Nesses mesmos anos, os teólogos franciscanos (Olivi, por exemplo) estavam a legitimar o empréstimo com juros. Mas nem todos os mercadores liam os tratados, em latim, destes mestres e, sobretudo, sabiam bem quando o juro praticado por eles era excessivo, quando os lucros eram errados, para lá das proibições das leis. E aquelas operações diferentes, feitas, sobretudo, fora da terra, onde não podiam ser observados pelos amigos e pelos frades, tinham-nas anotado na sua alma e até mesmo nos seus registos. E, assim, à hora da morte, quando se fazem outras contas e com outros livros de registo, aqueles mercadores cristãos queriam deixar esta terra colocando as coisas em ordem e restituíam o roubado.

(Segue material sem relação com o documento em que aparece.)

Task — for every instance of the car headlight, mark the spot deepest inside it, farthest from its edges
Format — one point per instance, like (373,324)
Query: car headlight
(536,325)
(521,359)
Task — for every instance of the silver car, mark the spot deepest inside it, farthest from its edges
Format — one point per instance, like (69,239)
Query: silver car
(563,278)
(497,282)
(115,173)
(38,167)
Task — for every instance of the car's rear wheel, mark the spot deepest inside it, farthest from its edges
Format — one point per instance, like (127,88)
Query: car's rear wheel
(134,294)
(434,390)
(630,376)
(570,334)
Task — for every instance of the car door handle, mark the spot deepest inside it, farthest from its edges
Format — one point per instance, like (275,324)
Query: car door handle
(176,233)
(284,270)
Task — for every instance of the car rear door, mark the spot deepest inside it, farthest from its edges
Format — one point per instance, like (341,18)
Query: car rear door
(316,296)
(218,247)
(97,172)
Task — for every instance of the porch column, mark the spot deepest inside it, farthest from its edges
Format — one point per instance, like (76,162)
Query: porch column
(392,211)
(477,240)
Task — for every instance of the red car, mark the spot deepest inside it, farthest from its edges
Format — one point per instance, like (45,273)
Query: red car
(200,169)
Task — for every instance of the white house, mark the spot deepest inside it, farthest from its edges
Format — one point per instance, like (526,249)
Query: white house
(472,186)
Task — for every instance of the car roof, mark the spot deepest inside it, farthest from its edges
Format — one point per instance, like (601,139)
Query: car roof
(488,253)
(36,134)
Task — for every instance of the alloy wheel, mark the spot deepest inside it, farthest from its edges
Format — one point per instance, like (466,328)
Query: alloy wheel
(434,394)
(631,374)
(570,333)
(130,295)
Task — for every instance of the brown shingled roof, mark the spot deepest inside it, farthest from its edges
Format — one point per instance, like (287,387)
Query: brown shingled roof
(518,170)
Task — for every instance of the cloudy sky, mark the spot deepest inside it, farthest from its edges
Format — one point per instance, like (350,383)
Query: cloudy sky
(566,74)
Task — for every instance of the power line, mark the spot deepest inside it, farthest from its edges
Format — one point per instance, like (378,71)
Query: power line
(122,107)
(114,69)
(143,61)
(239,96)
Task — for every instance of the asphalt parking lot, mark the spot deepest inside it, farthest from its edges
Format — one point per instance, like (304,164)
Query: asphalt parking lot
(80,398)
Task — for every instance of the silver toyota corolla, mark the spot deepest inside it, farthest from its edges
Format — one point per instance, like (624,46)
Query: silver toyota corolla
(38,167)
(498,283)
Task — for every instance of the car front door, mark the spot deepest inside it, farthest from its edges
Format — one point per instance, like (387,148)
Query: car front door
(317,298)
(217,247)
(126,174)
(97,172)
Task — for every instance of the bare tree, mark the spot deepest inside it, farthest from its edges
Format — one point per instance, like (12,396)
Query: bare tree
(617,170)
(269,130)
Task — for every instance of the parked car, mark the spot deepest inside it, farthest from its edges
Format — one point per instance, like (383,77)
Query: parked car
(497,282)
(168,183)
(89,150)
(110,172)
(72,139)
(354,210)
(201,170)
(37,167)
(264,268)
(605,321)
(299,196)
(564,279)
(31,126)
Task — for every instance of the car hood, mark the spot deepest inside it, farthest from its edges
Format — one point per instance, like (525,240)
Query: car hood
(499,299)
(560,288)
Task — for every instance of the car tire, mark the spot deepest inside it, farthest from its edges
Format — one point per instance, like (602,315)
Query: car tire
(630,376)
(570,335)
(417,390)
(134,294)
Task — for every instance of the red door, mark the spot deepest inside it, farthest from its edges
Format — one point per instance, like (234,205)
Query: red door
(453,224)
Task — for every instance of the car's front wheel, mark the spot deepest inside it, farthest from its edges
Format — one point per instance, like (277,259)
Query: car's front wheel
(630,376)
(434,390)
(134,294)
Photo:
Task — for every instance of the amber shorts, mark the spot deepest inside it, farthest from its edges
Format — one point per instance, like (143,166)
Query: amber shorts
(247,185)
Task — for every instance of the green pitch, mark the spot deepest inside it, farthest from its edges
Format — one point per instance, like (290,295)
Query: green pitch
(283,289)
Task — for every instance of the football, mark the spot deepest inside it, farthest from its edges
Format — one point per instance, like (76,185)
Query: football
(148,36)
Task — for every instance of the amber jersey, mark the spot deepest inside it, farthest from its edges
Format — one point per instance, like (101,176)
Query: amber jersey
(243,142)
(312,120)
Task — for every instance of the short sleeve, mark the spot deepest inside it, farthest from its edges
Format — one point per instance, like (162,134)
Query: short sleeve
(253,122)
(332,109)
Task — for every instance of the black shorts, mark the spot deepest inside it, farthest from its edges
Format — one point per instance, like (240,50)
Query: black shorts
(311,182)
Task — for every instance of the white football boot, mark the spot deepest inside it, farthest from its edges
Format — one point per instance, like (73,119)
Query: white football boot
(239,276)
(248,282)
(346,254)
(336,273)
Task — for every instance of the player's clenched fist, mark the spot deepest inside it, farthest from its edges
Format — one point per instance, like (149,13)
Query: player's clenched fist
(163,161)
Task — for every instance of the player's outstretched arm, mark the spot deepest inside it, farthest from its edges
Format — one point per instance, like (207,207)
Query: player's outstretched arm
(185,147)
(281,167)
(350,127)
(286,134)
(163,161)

Estas doações e restituições à hora da morte geraram uma boa parte das obras de arte das nossas cidades, hospitais e obras de assistência, bens comuns, nascidos desta segunda contabilidade, da consciência dos mercadores que sabiam que uma boa parte da sua riqueza devia ser corrigida e convertida; porque convencidos ou, pelo menos, esperançosos, que dar, no fim, a riqueza errada fosse a única alquimia possível para transformar o mal em bem.

Este primeiro “espirito do capitalismo” meridional não considerava bênção toda a riqueza, mas apenas a riqueza boa, isto é, a purificada da usura e do roubo. E, assim, a morte tornava-se o primeiro mecanismo de redistribuição de uma riqueza que produzia bens privados em vida e bens públicos post-mortem.
Foi assim que os mercadores, sobretudo os grandes e os ricos, se fizeram aceitar pela cultura do seu tempo, compensando com a morte os pecados da vida. Esta riqueza restituída no fim foi considerada, por aquele mundo, mais merecedora do “mérito” que os mercadores-usurários pediam pelo dinheiro emprestado. Os benefícios daquelas compensações ultrapassaram os custos morais das usuras. É aqui que começa a crescer a regra ética que está na base da sociedade ocidental: vícios privados, públicas virtudes.
E se queremos chegar até ao fundo do nosso raciocínio, temos, então, de reconhecer que aquelas doações e restituições estão na origem não só da beleza de Florença e de Veneza, mas também de muitos dos problemas da razão mercantil moderna. Aqueles arrependimentos ex-post não eram suficientes para que os herdeiros, continuadores daquelas companhias, mudassem a ética dos negócios e fizessem menos lucros errados e menos usuras. Pelo contrário, continuavam a mesma ética dos negócios dos pais, confiando o ajuste de contas aos testamentos.

Estão neste jogo entre vidas ambíguas e mortes santas, muitos paradoxos do nosso capitalismo, as suas remissões e as suas amnistias, a filantropia do 2% dos lucros que silencia as perguntas dos restantes 98%, até às doações das sociedades do azar e das fábricas de armas. Quando, depois, algumas décadas atrás, o temor do juízo divino saiu definitivamente do horizonte do nosso capitalismo desencantado, os novos riquíssimos mercadores deixaram de lembrar o dever moral de restituir à comunidade o roubado e aquelas enormes riquezas e usuras geraram cada vez menos bens comuns e cada vez mais bens privados e a desigualdade amplificou-se.
E, em nós, cresce a saudade das contas em nome do Senhor Deus e dos pactos de perdão entre mercadores, porque a fé no paraíso daqueles antigos mercadores nos parece muito mais humana e civil do que a fé nos paraísos fiscais do nosso capitalismo.